Stall Reservations
Description
Oh those picky N (1 <= N <= 50,000) cows! They are so picky that each one will only be milked over some precise time interval A..B (1 <= A <= B <= 1,000,000), which includes both times A and B. Obviously, FJ must create a reservation system to determine which stall each cow can be assigned for her milking time. Of course, no cow will share such a private moment with other cows.
Help FJ by determining:
The minimum number of stalls required in the barn so that each cow can have her private milking period
An assignment of cows to these stalls over time
Many answers are correct for each test dataset; a program will grade your answer.
Input
Line 1: A single integer, N
Lines 2..N+1: Line i+1 describes cow i’s milking interval with two space-separated integers.
Output
Line 1: The minimum number of stalls the barn must have.
Lines 2..N+1: Line i+1 describes the stall to which cow i will be assigned for her milking period.
Sample Input
5
1 10
2 4
3 6
5 8
4 7
Sample Output
4
1
2
3
2
4
Hint
Explanation of the sample:
Here’s a graphical schedule for this output:
Time 1 2 3 4 5 6 7 8 9 10
Stall 1 c1>>>>>>>>>>>>>>>>>>>>>>>>>>>
Stall 2 .. c2>>>>>> c4>>>>>>>>> .. ..
Stall 3 .. .. c3>>>>>>>>> .. .. .. ..
Stall 4 .. .. .. c5>>>>>>>>> .. .. ..
Other outputs using the same number of stalls are possible.
题意:N头牛在牛棚挤奶,每个牛棚只能有一头牛,给出每头牛挤奶的开始结束时间,求需要的最小牛棚数和方案。

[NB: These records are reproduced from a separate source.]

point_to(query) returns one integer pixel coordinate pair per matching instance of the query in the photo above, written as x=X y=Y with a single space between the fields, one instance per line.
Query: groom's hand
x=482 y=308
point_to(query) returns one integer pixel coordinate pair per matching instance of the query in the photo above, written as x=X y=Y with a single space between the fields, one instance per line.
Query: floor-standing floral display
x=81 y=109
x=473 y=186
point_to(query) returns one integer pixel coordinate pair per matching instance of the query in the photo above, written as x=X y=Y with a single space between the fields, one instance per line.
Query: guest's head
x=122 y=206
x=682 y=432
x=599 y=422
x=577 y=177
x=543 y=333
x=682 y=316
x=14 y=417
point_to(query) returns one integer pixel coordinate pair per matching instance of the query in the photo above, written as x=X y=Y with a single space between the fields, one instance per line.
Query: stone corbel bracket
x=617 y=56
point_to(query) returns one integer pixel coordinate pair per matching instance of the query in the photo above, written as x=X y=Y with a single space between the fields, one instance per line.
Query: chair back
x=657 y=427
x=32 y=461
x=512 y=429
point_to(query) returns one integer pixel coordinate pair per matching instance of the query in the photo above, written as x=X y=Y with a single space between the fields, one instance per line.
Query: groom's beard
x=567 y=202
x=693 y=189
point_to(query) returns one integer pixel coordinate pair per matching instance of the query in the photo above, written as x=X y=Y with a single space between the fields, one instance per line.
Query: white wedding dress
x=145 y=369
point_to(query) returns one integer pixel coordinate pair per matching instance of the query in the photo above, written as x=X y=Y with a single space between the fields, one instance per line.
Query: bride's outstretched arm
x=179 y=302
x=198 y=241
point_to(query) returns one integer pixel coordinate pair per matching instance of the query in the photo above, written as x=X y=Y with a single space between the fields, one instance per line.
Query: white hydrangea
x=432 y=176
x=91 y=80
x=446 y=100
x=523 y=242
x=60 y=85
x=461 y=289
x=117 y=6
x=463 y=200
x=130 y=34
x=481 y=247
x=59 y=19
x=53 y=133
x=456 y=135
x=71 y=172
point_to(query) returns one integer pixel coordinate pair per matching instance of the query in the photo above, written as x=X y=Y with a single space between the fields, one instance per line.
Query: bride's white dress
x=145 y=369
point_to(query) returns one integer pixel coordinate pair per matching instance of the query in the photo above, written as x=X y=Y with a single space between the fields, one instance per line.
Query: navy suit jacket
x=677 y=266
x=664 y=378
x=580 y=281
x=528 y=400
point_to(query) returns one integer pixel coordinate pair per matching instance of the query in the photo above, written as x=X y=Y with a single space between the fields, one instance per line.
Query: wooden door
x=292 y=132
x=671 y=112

分析:显然贪心,用堆维护当前最早结束时间,如果第i头牛开始时间大于最早结束时间,那么这头牛可以直接进入此牛棚,否则新开一个牛棚。
代码
#include <cstdio>
#include <queue>
#include <algorithm>
#define N 50005
using namespace std;
struct arr
{
int x,y,num;
}a[N];
priority_queue<arr> q;
bool operator <(const arr &p, const arr &q)
{
return p.y > q.y;
}
int n,b[N];
int cmp(arr p, arr q){return p.x < q.x;}
int main()
{
scanf("%d", &n);
for (int i = 1; i <= n; i++)
{
scanf("%d%d", &a[i].x, &a[i].y);
a[i].num = i;
}
sort(a+1,a+n+1,cmp);
int cnt = 1;
b[a[1].num] = cnt;
q.push(a[1]);
for (int i = 2; i <= n; i++)
{
arr now = q.top();
if (a[i].x > now.y)
{
b[a[i].num] = b[now.num];
q.pop();
}
else b[a[i].num] = ++cnt;
q.push(a[i]);
}
printf("%d\n", cnt);
for (int i = 1; i <= n; i++)
printf("%d\n", b[i]);
}